A mechanistic analysis of bacterial recognition and serine protease cascade initiation in larval hemolymph of Manduca sexta

Abstract

Serine protease cascades have evolved in vertebrates and invertebrates to mediate rapid defense responses. Previous biochemical studies showed that in hemolymph of a caterpillar, Manduca sexta, recognition of fungi by β-1,3-glucan recognition proteins (βGRP1 and βGRP2) or recognition of bacteria by peptidoglycan recognition protein-1 (PGRP1) and microbe binding protein (MBP) results in autoactivation of hemolymph protease-14 precursor (proHP14). HP14 then activates downstream members of a protease cascade leading to the melanization immune response. ProHP14 has a complex domain architecture, with five low-density lipoprotein receptor class A repeats at its amino terminus, followed by a Sushi domain, a Sushi domain variant called Wonton, and a carboxyl-terminal serine protease catalytic domain. Its zymogen form is activated by specific proteolytic cleavage at the amino-terminal end of the protease domain.
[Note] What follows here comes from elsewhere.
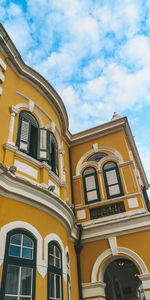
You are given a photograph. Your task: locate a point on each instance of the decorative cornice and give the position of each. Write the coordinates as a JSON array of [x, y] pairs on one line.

While a molecular mechanism for recognition and triggering the response to β-1,3-glucan has been delineated, it is unclear how bacterial recognition stimulates proHP14 activation. To fill this knowledge gap, we expressed the two domains of M. sexta MBP and found that the amino-terminal domain binds to diaminopimelic acid-peptidoglycan (DAP-PG). ProHP14 bound to both the carboxyl-terminal domain (MBP-C) and amino-terminal domain (MBP-N) of MBP. In the mixture of DAP-PG, MBP, and larval plasma, inclusion of an HP14 fragment composed of LDLa repeats 2-5 (LDLa_2-5) or MBP-C significantly reduced prophenoloxidase activation, likely by competing with the interactions of the full-length proteins, and suggesting that molecular interactions involving these regions of proHP14 and MBP take part in proHP14 activation in response to peptidoglycan. Using a series of N-terminally truncated versions of proHP14, we found that autoactivation required LDLa_2-5. The optimal ratio of PGRP1, MBP, and proHP14 is close to 3:2:1. In summary, proHP14 autoactivation by DAP-type peptidoglycan requires binding of DAP-PG by PGRP1 and the MBP N-terminal domain and association of the LDLa_2-5 region of proHP14 with the MBP C-terminal domain. These interactions may concentrate the proHP14 zymogen at the bacterial cell wall surface and promote autoactivation.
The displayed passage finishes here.